Südamerika wurde vom Norden her über die zentralamerikanische Landbrücke besiedelt. Gesichert sind Funde aus der Zeit 7.000 bis 12.000 v. Chr. aus dem heutigen Peru. Als älteste südamerikanische Kultur auf der Basis von Feldbau gilt die Kultur von Huaca Prieta. Seit etwa 6.000 v. Chr. lassen sich im mittelandischen Hochland von Ayacucho Kulturpflanzen nachweisen. Zwischen 12.000 und 300 v. Chr. dehnte sich die Chavínkultur in Südamerika aus. Ihr Zeichen war die Verehrung einer Jaguargottheit. In diese Zeit fällt auch die beginnende Bearbeitung von Metallen. Kunst und handwerkliche Fähigkeiten entwickelten sich besonders in den Kulturen von Paracas Necrópolis, Mochica, Nazca und Tiahuanaco in der sogenannten klassischen Periode bis 600 n. Chr.

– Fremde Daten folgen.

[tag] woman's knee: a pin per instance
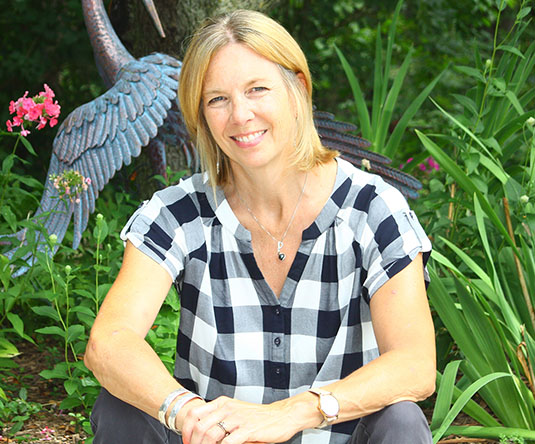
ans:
(400, 423)
(116, 422)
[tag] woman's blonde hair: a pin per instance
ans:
(269, 39)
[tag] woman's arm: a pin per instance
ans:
(405, 370)
(117, 353)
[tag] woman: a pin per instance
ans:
(303, 304)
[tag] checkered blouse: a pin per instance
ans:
(236, 338)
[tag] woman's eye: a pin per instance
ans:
(215, 100)
(258, 89)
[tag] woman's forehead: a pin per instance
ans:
(236, 64)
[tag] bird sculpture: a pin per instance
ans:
(141, 109)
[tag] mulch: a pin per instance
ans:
(52, 425)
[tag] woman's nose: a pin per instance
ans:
(241, 111)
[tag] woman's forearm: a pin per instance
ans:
(128, 368)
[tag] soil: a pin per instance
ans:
(52, 425)
(49, 425)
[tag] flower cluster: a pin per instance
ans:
(428, 164)
(70, 184)
(39, 110)
(47, 433)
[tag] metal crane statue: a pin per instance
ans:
(141, 109)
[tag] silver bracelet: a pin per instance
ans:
(165, 405)
(176, 408)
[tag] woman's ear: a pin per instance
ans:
(302, 79)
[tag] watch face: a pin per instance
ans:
(329, 405)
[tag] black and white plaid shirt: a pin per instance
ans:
(236, 338)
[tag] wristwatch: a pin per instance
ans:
(327, 405)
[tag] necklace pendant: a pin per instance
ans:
(282, 256)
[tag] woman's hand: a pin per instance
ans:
(245, 422)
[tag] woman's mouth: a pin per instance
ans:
(249, 137)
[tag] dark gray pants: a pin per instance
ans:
(116, 422)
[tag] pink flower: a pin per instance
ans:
(433, 164)
(37, 110)
(47, 92)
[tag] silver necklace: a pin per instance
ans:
(280, 243)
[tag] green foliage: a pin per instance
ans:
(58, 297)
(376, 128)
(484, 291)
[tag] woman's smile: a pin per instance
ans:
(250, 138)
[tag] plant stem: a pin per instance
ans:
(4, 187)
(523, 285)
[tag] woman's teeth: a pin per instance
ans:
(249, 137)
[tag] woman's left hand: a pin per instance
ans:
(244, 422)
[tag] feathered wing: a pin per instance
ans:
(335, 135)
(101, 136)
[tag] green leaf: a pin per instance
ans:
(463, 399)
(7, 349)
(511, 49)
(496, 433)
(358, 96)
(53, 330)
(17, 323)
(71, 385)
(444, 394)
(9, 217)
(523, 13)
(48, 311)
(60, 371)
(465, 182)
(84, 310)
(28, 146)
(74, 332)
(471, 72)
(7, 164)
(514, 101)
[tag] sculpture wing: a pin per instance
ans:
(336, 135)
(101, 136)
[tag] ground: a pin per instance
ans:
(51, 425)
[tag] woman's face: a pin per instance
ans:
(248, 109)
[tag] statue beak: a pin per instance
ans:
(149, 4)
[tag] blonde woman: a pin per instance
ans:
(304, 316)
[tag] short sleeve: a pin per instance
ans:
(395, 237)
(154, 230)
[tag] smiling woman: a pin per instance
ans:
(304, 316)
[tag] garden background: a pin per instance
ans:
(444, 88)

Anschließend entstand das Königreich der Chimú. Dieses Volk wurde um 1450 von den Inkas unterworfen. Ihr Gebiet wurde Teil des riesigen Inka-Reiches, das in nur 100 Jahren (1438 - 1532) errichtet worden war und sich vom Hochland Perus und Ecuadors über Südkolumbien bis weit nach Chile hinein erstreckte. Die Inka waren ein Indianervolk der Ketschuasprachgruppe. Die Gründung des Inka-Reiches erfolgte etwa um 1200 n. Chr. durch den legendäre Manko Cápac, der angeblich seinen Stamm vom Titicacasee nach Cusco führte. Die Stadt wurde Metropole eines modernen Zentralstaates. Das Reich der Inka umfasste vermutlich mehr als 12 Millionen Menschen in über einhundert ethnischen Gruppen. 20.000 Kilometer befestigte Straßen und präzise Steinarchitektur zeugen von beeindruckenden handwerklichen Fähigkeiten und organisatorischen Leistungen. Der Staatsaufbau war auf den Priesterkönig ausgerichtet, der als Sohn des Sonnengottes (Inti) angesehen wurde. Unter ihm standen die Priesterkaste und der Adel.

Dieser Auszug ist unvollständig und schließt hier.